Ein dumpfes Piepgeräusch, das aus Mias Handtasche kam, unterbrach seinen Erklärungsversuch und ließ ihn innehalten.
„Entschuldige“, sagte sie und fing an, in ihrer Tasche zu wühlen. Fasziniert darüber, wie viele Alltagsgegenstände in so einen kleinen Stoffbeutel hineinpassen, beobachtete er, wie Mia den kompletten Inhalt auf dem Tisch auskippte und schließlich fand, wonach sie gesucht hatte: Ihr Mobiltelefon.
Mit krausgezogener Stirn wischte sie mit dem Finger über das Display und las die eingegangene Nachricht, während sich ihr Gesichtsausdruck zunehmend verdunkelte.
„Mist, ich muss los!“, sagte sie mit einem Mal und räumte die auf dem Tisch liegenden Sachen wieder zurück in ihre Handtasche.
„Was ist?“, fragte er und beugte sich ein Stück zu ihr.
„Meine Tochter … sie sollte heute bei ihrer Oma schlafen … aber sie braucht mich … ich muss gehen.“ Hastig griff sie nach der Jacke, die sie über ihren Stuhl gehängt hatte und warf sie sich über, während sie sich bereits von ihrem Sitz erhob.
„Du hast eine Tochter?“, fragte er verdattert.
„Ja!
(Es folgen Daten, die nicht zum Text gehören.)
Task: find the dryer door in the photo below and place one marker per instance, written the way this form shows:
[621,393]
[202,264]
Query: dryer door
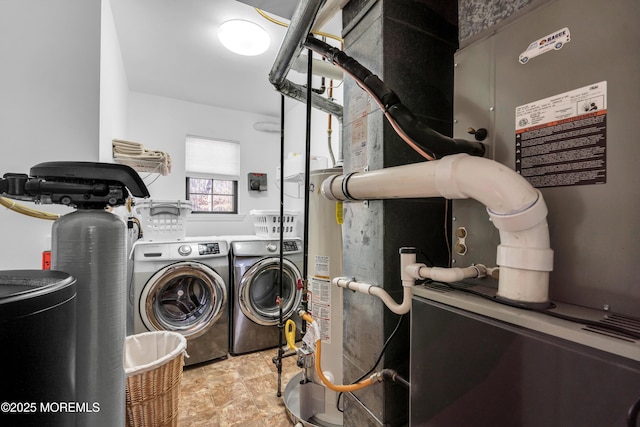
[259,289]
[185,297]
Ich habe eine Tochter! ... Damit hat sich die Frage nach meiner Telefonnummer wohl erledigt, was?“, schnaufte sie und trank den Rest ihres Bieres in einem Zug aus, bevor sie das Glas vor ihm abstellte und ihm in die Augen sah. „Ich wünsch` dir noch einen schönen Abend“, schob sie hinterher und wandte sich bereits zum Gehen.
„Ehm …“, war alles, was er auf die Schnelle hervorbrachte. Er fragte sich, woher die Verbitterung in ihrer Stimme rührte und noch während er nach einer plausiblen Erklärung suchte, war sie bereits auf dem Weg zur Tür und schob dem Wirt im Vorbeigehen einen Geldschein über den Tresen.
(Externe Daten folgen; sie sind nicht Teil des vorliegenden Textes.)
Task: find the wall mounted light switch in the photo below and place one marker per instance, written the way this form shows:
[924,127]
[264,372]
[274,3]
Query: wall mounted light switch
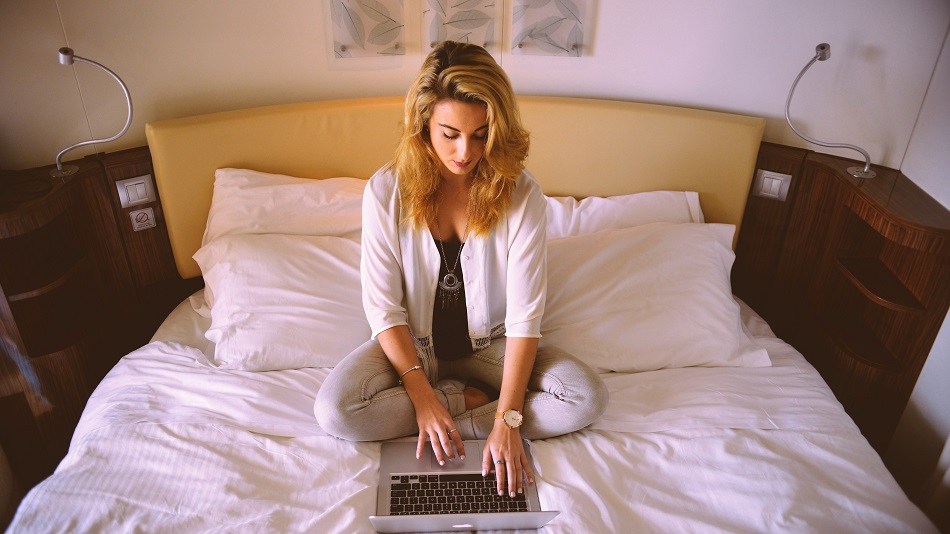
[772,185]
[135,191]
„Mia … warte!“, rief er ihr hinterher und versuchte sich aus der engen Sitzecke zu befreien. Offensichtlich zeigte der Alkohol nach wie vor seine Wirkung und hinderte ihn an einem schnellen Aufbruch. Nie wieder würde er dieses Teufelszeug anrühren. Nie wieder!
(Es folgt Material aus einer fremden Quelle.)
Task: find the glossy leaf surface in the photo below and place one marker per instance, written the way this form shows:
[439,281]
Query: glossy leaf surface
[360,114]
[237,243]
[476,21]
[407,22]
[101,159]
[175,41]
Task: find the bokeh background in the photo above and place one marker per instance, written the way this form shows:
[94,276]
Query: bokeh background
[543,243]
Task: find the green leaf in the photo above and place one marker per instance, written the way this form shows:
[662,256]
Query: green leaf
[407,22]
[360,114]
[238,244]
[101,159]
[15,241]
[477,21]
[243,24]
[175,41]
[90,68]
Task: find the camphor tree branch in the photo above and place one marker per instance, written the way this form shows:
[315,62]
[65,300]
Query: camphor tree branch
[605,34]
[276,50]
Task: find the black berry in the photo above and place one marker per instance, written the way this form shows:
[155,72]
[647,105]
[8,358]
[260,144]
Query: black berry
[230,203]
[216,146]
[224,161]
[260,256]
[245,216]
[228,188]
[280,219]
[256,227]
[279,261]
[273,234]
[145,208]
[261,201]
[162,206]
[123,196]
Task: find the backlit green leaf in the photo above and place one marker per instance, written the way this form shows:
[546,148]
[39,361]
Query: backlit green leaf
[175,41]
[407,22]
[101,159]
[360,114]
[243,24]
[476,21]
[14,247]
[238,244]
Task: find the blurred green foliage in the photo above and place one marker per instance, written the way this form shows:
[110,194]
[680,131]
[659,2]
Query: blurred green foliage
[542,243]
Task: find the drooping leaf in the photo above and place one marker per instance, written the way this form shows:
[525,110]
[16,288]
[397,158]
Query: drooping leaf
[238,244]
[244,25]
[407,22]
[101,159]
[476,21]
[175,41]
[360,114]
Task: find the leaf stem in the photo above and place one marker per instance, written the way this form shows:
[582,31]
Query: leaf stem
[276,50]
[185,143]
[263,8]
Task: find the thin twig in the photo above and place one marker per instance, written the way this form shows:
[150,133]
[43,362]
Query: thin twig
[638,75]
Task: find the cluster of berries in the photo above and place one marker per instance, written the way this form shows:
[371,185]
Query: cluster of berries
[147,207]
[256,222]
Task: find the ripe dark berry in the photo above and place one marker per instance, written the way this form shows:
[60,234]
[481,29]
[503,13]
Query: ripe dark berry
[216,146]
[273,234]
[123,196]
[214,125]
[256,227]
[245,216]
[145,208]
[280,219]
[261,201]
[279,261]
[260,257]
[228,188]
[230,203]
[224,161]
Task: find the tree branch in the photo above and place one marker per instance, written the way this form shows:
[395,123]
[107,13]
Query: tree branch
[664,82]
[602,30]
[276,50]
Mit einem tosenden Geräusch schob er den Tisch beiseite und schwang sich in die Höhe. Zwar war sein Gleichgewichtssinn noch immer beeinträchtigt, doch hatte ihn das kurze Gespräch mit Mia anscheinend ausreichend nüchtern werden lassen, um zumindest in der Senkrechten zu bleiben
Ohne zu wissen warum, setzte er sich beinahe automatisch in Bewegung und folgte der jungen Frau. So, wie sie zuvor, beglich er seine Rechnung, indem er das Geld über die Theke schob. Mit einer knappen Geste verabschiedete er sich bei dem dickbäuchigen Besitzer mit der roten Knollennase und warf den schwankenden Gestalten, die auf den Barhockern hingen, einen letzten mitleidigen Blick zu.